Густав сказал, что будет рисовать.
– Ты имеешь в виду, что станешь художником? – переспросил Мартин.
– Да, но это звучит слишком претенциозно. «Я хочу стать художником». Чтобы им быть, надо что-то делать, верно? И что касается меня, то я буду рисовать.
Они поднимались вверх к редуту Скансен Кронан, и Густав говорил, с трудом переводя дыхание. Мартин нёс две картонные коробки с горячими хот-догами, покрытыми сверху толстым зигзагом картофельного пюре. Густав волочил свою ношу – парусиновый мешок. Наступило короткое бабье лето, и до холодов надо было воспользоваться последним шансом пожить немного жизнью Лунделя, что вполне оправдывало побег с урока биологии.
Густав расстелил армейскую куртку. Потом вытащил бутылку водки и две завёрнутые в кухонное полотенце рюмки, в которых каскадом искр вспыхнул солнечный свет.
– Я скажу, как Бодлер, – объявил он, наливая водку. – Всегда нужно быть пьяным. В этом всё: это единственная задача. Чтобы не ощущать ужасный груз времени, который давит нам на плечи и пригибает нас к земле, нужно опьяняться беспрестанно. Чем? Вином, поэзией или истиной – чем угодно. Но опьяняйтесь! [10] Лично меня никогда не прельщало опьянение добродетелью. Но, я полагаю, у каждого на сей счёт есть свои варианты. Выпьем же!
Они чокнулись. «Цветы зла» лежали у Мартина на письменном столе, но он прочёл только «Альбатроса». Глупая чернь, не понимающая величие поэта, и тому подобное. Потом он сочинил несколько стихотворений сам, надёжно спрятав тетрадь среди учебников.
– Когда ты покажешь мне свои картины? – спросил Мартин. – Или хотя бы секретный альбом с набросками?
Густав улыбнулся. Обычно выражение лица у него было растерянное и немного подавленное – и Мартин не знал, действительно ли его друг растерян и подавлен, или же его черты в состоянии покоя всегда принимают такое выражение. Однако стоило ему улыбнуться, и его лицо озарялось сиянием, а ты думал: кажется, я сделал что-то очень хорошее, раз заставил улыбнуться этого человека.
– Вот, можешь взглянуть, – сказал он, открывая свой вещмешок.
И пока Мартин перелистывал страницы, Густав предельно сосредоточенно жевал сосиску с пюре.
В альбоме были сделанные карандашом и тушью портреты преимущественно незнакомых людей.
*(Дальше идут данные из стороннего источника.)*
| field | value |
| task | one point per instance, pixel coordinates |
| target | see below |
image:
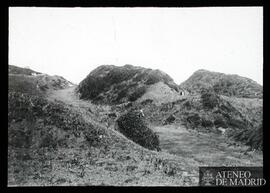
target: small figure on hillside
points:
(141, 113)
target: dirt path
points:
(201, 148)
(206, 149)
(192, 149)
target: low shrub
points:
(137, 93)
(209, 99)
(133, 127)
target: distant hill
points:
(119, 84)
(224, 84)
(19, 70)
(35, 83)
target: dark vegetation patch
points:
(34, 121)
(252, 137)
(209, 111)
(223, 84)
(119, 84)
(18, 70)
(135, 128)
(137, 93)
(24, 84)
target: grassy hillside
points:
(53, 142)
(118, 84)
(23, 80)
(228, 85)
(209, 112)
(18, 70)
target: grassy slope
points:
(229, 85)
(235, 114)
(113, 85)
(60, 146)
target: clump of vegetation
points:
(118, 84)
(169, 120)
(250, 137)
(223, 84)
(134, 127)
(137, 93)
(18, 70)
(34, 121)
(209, 99)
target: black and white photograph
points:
(135, 96)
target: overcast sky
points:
(73, 41)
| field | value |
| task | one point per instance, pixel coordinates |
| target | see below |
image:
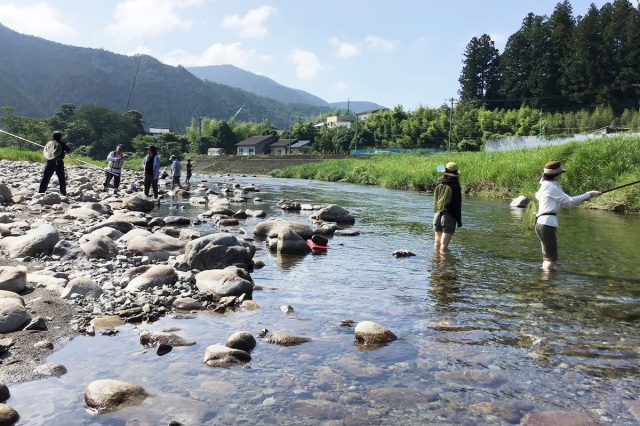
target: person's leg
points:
(448, 229)
(46, 176)
(549, 244)
(107, 178)
(446, 239)
(147, 184)
(62, 179)
(116, 183)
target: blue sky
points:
(402, 52)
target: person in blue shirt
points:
(151, 166)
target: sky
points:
(401, 52)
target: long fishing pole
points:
(621, 186)
(42, 146)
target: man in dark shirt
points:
(55, 163)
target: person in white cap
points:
(551, 198)
(114, 169)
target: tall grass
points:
(597, 164)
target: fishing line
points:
(42, 146)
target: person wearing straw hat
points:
(116, 159)
(447, 201)
(551, 198)
(151, 167)
(176, 169)
(54, 151)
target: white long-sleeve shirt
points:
(551, 198)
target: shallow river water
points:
(484, 336)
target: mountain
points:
(260, 85)
(230, 75)
(37, 76)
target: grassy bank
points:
(598, 164)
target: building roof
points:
(300, 144)
(283, 142)
(256, 140)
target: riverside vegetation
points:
(597, 164)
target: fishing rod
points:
(621, 186)
(42, 146)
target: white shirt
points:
(551, 198)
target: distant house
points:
(255, 145)
(340, 121)
(216, 151)
(154, 131)
(301, 147)
(364, 114)
(282, 146)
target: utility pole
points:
(450, 122)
Но он увидел также нескольких учителей и одноклассников, явно нарисованных без их ведома. Мартину стало интересно, найдёт ли он здесь свой портрет, и, не обнаружив себя, он испытал одновременно облегчение и разочарование.
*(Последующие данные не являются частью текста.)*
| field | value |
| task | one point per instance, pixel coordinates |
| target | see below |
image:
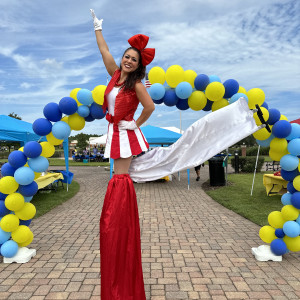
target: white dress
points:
(122, 143)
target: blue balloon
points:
(231, 87)
(97, 111)
(42, 126)
(294, 147)
(85, 97)
(208, 105)
(289, 175)
(295, 200)
(201, 82)
(24, 176)
(9, 249)
(3, 210)
(61, 130)
(17, 159)
(290, 187)
(4, 236)
(279, 233)
(295, 133)
(214, 78)
(25, 222)
(28, 190)
(236, 97)
(286, 199)
(266, 142)
(183, 90)
(157, 91)
(182, 104)
(83, 111)
(39, 164)
(291, 228)
(278, 247)
(274, 116)
(7, 170)
(68, 106)
(170, 98)
(32, 149)
(289, 162)
(28, 199)
(89, 118)
(265, 105)
(52, 112)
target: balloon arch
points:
(185, 90)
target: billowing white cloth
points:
(202, 140)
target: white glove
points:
(97, 23)
(129, 125)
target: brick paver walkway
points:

– Разумеется, тут только наброски, – сказал Густав.
– Это классно.
– Не знаю…
– Брось! Это просто отлично! У тебя действительно способности.
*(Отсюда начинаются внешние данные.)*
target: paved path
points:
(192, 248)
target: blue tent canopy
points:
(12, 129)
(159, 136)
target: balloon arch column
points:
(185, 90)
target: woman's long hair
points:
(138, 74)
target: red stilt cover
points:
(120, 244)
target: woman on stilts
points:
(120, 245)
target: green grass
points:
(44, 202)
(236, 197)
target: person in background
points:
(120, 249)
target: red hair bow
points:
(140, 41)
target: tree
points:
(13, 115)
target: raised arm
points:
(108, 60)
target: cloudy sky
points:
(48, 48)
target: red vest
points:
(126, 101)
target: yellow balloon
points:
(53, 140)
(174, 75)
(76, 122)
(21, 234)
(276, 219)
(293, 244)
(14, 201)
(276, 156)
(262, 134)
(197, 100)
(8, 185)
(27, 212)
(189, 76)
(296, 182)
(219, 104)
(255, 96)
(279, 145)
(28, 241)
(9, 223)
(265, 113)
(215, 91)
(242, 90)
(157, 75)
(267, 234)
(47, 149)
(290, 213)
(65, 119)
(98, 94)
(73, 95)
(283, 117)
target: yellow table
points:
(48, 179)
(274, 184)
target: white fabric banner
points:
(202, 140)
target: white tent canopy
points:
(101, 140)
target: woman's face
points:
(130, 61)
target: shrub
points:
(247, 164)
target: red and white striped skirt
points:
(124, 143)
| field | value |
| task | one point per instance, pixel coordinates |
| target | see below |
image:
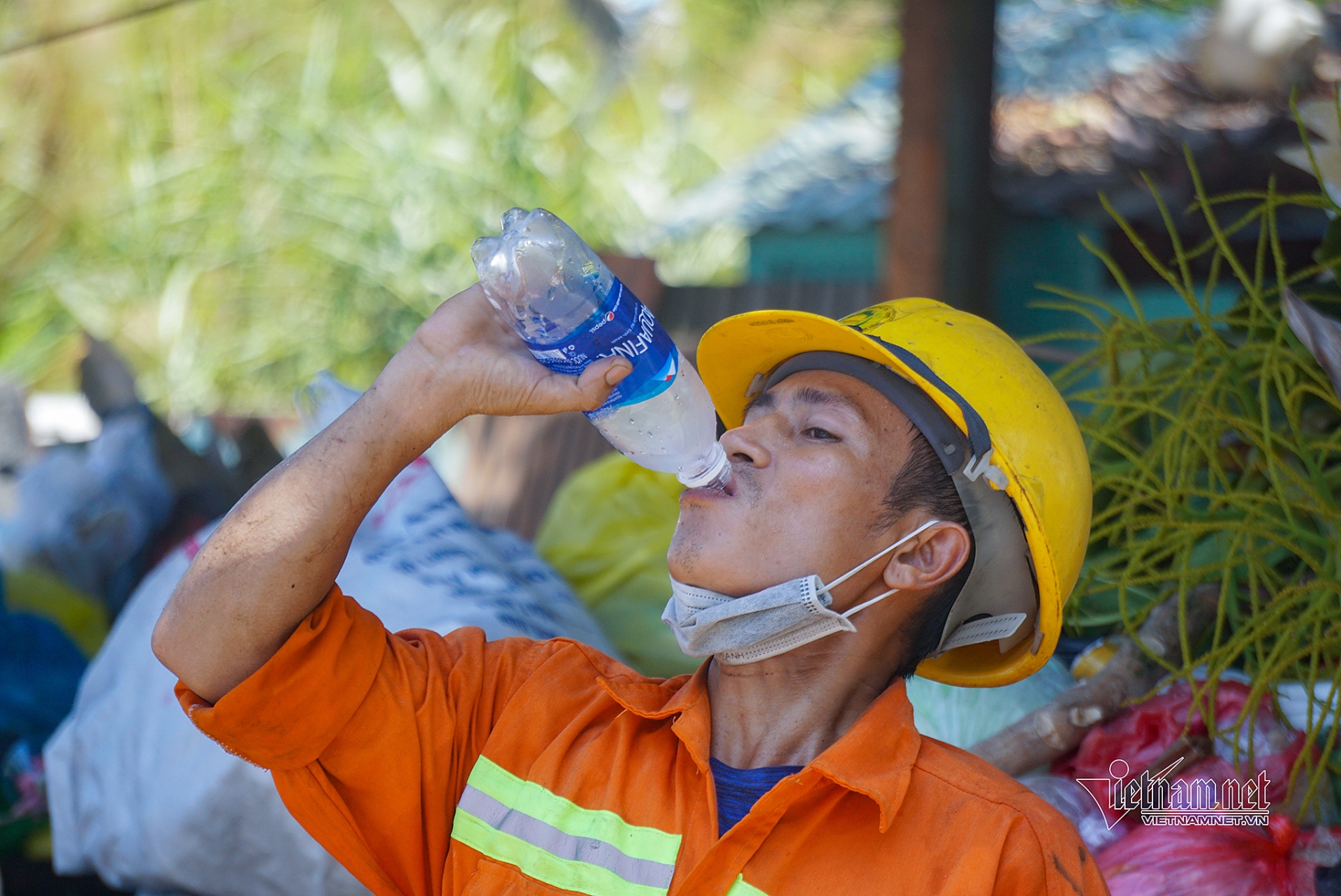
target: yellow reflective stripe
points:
(571, 818)
(542, 865)
(742, 888)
– Ну, кое-что, да, получилось.
Счастье, что талант Густава лежал в той области, где Мартин был откровенно безнадёжен. Будь у Густава такая же склонность к музыке, это немедленно повлияло бы на занятия Мартина гитарой. Или если бы Густав блестяще писал сочинения и их преподавательница шведского всегда смотрела бы на него, рассчитывая услышать ответ на вопрос «есть кто-то, кто может рассказать о Стриндберге?». Оценки Мартина были выше по всем предметам, кроме рисования. На полях трафаретов Густава Мартин изображал собственных шедевральных человечков: Мону Лизу с её непостижимой улыбкой; Венеру на некоем предмете, который лишь при большом желании можно было назвать морской раковиной; четырёхугольного, разобранного на части человечка с пояснительной припиской PICASSO. Густав давился хохотом. А если учитель вдруг спрашивал, не хочет ли он поделиться с остальными тем, что его так развеселило, Густав брал себя в руки и сообщал всем, что Мартин нарисовал человечков на «Тайной вечере», и снова начинал хохотать, а одноклассники закатывали глаза, раззадоривая его ещё сильнее.